Friday, January 9, 2009

Five Little Peppers and How They Grew

All right.  This is hard to admit.  Yes, I read this.  This book was in a big pile of books that mom and dad brought out to Oregon in hopes of getting some cash from them at Powell's.  These books came from Erik's old room, my old rejects, my grandfather's stacks of books, and things Dad was either tired of rereading or thought was tripe to begin with.  

This book came from the stack of "bought once from the school book club or secret santa shop and never read" books that filled at least one giant plastic tub, and probably more.  Now, I have a thing about books in that I find value in anything that was given the time and respect of publishing.  So, I assume if it's bound it might have some worth, and therefore I have a hard time just dumping a book if I'm not sure it's not something I'm going to want to read over and over.  (Those are the only books I buy... the ones I like to read over and over... and a few that I think look awfully intelligent sitting on my bookshelves- those I've never read, but it looks awful impressive when I own "The Complete Shakespeare" or something pretentious like that.)  Anyway, I had never read this book and didn't know if it was one of those cute ones that I would like if I were 25 years younger, my fabled future offspring might enjoy, etc, etc, besides, it was billed as one of those "classic tales", and we can't discard a classic tale, right?
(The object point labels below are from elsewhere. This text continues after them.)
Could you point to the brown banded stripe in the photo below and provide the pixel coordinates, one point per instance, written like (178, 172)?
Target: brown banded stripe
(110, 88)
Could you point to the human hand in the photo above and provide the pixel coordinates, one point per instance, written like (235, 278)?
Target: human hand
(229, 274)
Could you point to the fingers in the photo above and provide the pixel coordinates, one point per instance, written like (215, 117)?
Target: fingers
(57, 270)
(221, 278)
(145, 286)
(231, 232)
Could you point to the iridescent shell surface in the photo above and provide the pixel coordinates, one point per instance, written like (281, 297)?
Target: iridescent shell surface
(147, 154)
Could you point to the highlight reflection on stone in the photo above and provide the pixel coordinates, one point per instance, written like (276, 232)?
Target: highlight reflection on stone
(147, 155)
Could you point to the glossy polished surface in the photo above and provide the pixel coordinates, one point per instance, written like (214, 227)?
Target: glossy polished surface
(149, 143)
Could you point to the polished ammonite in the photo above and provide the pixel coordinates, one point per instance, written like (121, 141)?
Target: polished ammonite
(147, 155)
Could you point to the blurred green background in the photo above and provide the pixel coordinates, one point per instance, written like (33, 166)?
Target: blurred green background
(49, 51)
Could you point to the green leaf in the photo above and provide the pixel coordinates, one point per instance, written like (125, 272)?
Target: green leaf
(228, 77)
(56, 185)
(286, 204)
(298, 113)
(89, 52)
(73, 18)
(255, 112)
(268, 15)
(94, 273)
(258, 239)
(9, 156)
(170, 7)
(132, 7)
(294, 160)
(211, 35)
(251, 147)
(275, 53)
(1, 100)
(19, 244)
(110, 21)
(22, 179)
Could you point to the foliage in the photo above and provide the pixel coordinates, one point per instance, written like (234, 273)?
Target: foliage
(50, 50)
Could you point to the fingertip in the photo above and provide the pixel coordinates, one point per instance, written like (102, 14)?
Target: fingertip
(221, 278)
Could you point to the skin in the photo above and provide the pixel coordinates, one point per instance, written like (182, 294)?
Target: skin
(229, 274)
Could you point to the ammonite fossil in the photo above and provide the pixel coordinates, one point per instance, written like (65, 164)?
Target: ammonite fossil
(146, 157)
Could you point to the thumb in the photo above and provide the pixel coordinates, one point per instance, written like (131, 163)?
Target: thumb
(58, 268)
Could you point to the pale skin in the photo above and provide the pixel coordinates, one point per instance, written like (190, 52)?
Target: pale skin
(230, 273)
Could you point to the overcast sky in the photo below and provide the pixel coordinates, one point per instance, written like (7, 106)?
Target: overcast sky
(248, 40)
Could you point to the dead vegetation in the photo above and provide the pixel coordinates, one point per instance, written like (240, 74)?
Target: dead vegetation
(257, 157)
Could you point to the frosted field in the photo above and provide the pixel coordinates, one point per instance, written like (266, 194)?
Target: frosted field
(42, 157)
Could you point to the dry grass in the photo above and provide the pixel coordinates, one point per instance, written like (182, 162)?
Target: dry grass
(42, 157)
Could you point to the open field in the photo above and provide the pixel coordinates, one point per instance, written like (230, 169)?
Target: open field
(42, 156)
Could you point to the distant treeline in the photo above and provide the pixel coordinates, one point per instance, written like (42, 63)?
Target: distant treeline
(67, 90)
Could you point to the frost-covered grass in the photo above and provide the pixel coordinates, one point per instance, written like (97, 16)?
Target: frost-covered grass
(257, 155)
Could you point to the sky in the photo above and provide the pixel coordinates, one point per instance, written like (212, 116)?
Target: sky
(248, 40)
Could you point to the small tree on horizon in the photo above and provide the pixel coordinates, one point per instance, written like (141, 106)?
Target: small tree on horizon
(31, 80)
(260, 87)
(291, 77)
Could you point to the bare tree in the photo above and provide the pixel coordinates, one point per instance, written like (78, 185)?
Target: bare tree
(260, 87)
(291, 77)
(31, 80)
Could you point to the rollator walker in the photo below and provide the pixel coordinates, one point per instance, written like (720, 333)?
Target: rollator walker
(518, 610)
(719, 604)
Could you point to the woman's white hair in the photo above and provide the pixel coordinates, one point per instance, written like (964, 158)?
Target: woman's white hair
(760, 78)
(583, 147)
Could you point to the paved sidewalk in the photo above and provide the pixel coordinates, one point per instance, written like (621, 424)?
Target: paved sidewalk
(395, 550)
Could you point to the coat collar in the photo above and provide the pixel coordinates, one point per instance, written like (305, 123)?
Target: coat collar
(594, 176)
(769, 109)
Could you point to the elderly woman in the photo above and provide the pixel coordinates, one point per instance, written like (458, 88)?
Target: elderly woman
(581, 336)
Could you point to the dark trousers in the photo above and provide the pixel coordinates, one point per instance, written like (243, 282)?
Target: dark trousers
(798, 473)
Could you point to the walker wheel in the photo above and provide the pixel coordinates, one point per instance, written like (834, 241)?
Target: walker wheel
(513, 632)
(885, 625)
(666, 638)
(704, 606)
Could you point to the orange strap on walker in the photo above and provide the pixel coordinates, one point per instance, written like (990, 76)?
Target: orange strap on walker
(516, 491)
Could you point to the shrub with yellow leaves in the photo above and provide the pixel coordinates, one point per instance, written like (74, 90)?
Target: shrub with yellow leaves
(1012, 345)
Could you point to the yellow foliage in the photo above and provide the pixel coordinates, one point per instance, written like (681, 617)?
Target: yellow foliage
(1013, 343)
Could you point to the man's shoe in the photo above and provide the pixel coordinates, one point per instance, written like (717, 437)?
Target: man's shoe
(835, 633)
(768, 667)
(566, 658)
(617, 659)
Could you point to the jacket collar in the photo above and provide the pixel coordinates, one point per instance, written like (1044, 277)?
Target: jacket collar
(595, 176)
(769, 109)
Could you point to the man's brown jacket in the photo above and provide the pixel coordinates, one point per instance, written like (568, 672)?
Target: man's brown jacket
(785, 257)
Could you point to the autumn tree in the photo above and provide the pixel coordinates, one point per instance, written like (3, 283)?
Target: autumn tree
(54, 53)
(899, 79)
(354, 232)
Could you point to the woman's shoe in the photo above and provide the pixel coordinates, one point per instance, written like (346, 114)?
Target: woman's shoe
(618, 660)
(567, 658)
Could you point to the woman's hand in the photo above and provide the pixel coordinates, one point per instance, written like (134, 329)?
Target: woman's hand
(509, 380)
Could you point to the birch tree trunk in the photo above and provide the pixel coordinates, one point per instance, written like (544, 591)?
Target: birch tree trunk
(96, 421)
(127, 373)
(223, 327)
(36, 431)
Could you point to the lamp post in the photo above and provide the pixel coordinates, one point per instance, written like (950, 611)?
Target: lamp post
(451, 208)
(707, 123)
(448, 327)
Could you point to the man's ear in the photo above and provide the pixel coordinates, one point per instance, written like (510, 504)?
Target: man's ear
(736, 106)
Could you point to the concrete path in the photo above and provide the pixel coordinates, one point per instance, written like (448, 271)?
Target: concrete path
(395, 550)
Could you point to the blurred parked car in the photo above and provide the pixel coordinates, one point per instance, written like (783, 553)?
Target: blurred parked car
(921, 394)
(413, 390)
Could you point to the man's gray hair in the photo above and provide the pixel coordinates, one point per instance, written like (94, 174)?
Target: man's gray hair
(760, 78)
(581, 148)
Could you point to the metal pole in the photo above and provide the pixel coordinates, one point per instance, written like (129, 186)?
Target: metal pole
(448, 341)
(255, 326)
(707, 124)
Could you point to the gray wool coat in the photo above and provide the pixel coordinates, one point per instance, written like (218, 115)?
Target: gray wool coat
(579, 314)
Wrong.  I read it- very quickly- and decided that some classic tales lose their charm faster than others.  (Funny that this book is now being sold with "charm.)  It wasn't the worst book I ever read, but come on... five poor little moppets meet by chance a spoiled rich kid who overcomes his selfishness and they all live happily ever after in a big giant mansion?  Oh, and the oldest girl by chance discovers walking down the street the spoiled little rich kid's uncle, who also happens to be the long-lost cousin of the munchkins' mother, which means- hurrah!- that they are all related to each other, except for spoiled rich kid (related only by marriage), which leaves the door open for rich kid and oldest girl to be married one day... which is not-so-subtly hinted at during their first ever meeting.  (They are TWELVE YEARS OLD.)  

Now, I'm not saying it's bad.  It's cute, in its own way.  But really, that's all it is- cute.  Come on.  There's a dog named Prince and everybody's name is endeared by adding "sie" to the end- i.e. "Bensie," "Mamsie," "Phronsie," (PHRONSIE)? and let's not forget Jasper, who becomes "Jappy."  How incredibly PC.  So anyway, a little too cutesy for me, and this is going in the garage sale/Powell's pile.  But it's not entirely without worth- you can read this aloud to your three-year-old, when they're sick with fever and won't remember you doing so.